Each row contains specific match and the numbers are different.
Now i have chosen the current month.
I would like to use the search expression in the Country column to filter sales above 200,000$.
When i use =sum(Sales)>200,000 it shows the total per country meaning sum of all combinations that above 200,000$ but it is not what i would like to get.
How can i use the search expression the get all combinations in the table using the existing dimensions to get sales>200,000$.
For example :
Client a FR 203,456$
Client b DE 567,999$
Client c US 900,233$
And not :
Client a FR 203,456$
Client b DE 567,999$
Client c US 900,233$
Client d FR 115,745$
Client d should not be in the selection.
Best,
Tal
Hi Carlos ,
So it seems to work fine but with one exception.
when i select the current Month and specific Client but he has 2 different rows with different numbers beacouse
he spent it on product a and product b.
With the case above the expression: Sum({<Sales = {"> 200000"}>}Sales) will check the total sales of country and then check if there sum is greater then 200,000$
Thanks for the link ,
I read it before i uploaded my q. It helped me in another case:)

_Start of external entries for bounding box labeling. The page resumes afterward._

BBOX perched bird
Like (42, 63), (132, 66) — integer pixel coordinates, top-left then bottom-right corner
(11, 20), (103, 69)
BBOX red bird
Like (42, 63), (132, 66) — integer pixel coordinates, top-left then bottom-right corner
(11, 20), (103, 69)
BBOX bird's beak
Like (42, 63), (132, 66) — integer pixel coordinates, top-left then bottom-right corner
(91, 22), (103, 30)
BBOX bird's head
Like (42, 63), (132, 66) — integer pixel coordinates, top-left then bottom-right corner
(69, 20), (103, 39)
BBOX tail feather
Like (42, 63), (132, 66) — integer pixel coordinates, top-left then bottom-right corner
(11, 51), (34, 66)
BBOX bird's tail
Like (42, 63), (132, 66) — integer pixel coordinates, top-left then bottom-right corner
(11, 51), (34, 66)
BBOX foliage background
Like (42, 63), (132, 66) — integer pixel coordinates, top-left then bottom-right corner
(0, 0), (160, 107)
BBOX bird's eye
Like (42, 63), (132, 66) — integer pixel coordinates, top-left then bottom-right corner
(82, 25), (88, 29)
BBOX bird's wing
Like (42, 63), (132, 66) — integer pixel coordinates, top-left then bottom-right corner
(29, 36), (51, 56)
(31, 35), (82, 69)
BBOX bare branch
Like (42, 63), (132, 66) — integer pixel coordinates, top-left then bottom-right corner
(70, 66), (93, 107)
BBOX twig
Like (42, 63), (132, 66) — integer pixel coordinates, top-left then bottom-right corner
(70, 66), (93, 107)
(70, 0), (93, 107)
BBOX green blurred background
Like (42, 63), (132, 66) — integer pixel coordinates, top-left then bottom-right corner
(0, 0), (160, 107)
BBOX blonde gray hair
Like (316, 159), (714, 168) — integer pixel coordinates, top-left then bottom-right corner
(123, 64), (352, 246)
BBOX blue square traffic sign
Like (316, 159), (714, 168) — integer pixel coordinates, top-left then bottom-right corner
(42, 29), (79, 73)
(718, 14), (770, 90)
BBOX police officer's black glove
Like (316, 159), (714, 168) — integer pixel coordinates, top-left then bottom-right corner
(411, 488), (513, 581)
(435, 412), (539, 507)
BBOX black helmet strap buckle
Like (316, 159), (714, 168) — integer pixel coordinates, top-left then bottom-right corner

I use the table option and as you well aware the search expression shows only in the dimension column and not in the measure column.
Appreciate it!
Best,
Tal
I think I understand your issue, you need to add a column for product in your table, or if you are only interested in a single product you can add the filter for product in your expression. Something like:
Sum({<Product = {'a'},Sales = {"> 200000"}>}Sales)
Wow great ,
But if i don't show the the product column?
The same advise?
Yes, you don't need to show the product column and still apply the product filter. If you find this to be an appropriate solution please mark it as the correct answer.